There’s an interesting and troubling attack happening to some people involved in the OpenPGP community that makes their certificates unusable and can essentially break the OpenPGP implementation of anyone who tries to import one of the certificates.
The attack is quite simple and doesn’t exploit any technical vulnerabilities in the OpenPGP software, but instead takes advantage of one of the inherent properties of the keyserver network that’s used to distribute certificates. Keyservers are designed to allow people to discover the public certificates of other people with them they want to communicate over a secure channel. One of the properties of the network is that anyone who has looked at a certificate and verified that it belongs to another specific person can add a signature, or attestation, to the certificate.

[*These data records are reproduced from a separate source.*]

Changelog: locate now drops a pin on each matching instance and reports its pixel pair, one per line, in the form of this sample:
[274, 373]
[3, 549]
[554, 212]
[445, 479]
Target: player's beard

That signature basically serves as the public stamp of approval from one user to another.
In general, people add signatures to someone’s certificate in order to give other users more confidence that the certificate is actually owned and controlled by the person who claims to own it. However, the OpenPGP specification doesn’t have any upper limit on the number of signatures that a certificate can have, so any user or group of users can add signatures to a given certificate ad infinitum. That wouldn’t necessarily be a problem, except for the fact that GnuPG, one of the more popular packages that implements the OpenPGP specification, doesn’t handle certificates with extremely large numbers of signatures very well. In fact, GnuPG will essentially stop working when it attempts to import one of those certificates.
Last week, two people involved in the OpenPGP community discovered that their public certificates had been spammed with tens of thousands of signatures–one has nearly 150,000–in an apparent effort to render them useless. The attack targeted Robert J. Hansen and Daniel Kahn Gillmor, but the root problem may end up affecting many other people, too.
“This attack exploited a defect in the OpenPGP protocol itself in order to ‘poison’ rjh and dkg’s OpenPGP certificates. Anyone who attempts to import a poisoned certificate into a vulnerable OpenPGP installation will very likely break their installation in hard-to-debug ways. Poisoned certificates are already on the SKS keyserver network. There is no reason to believe the attacker will stop at just poisoning two certificates. Further, given the ease of the attack and the highly publicized success of the attack, it is prudent to believe other certificates will soon be poisoned,” Hansen wrote in a post explaining the incident.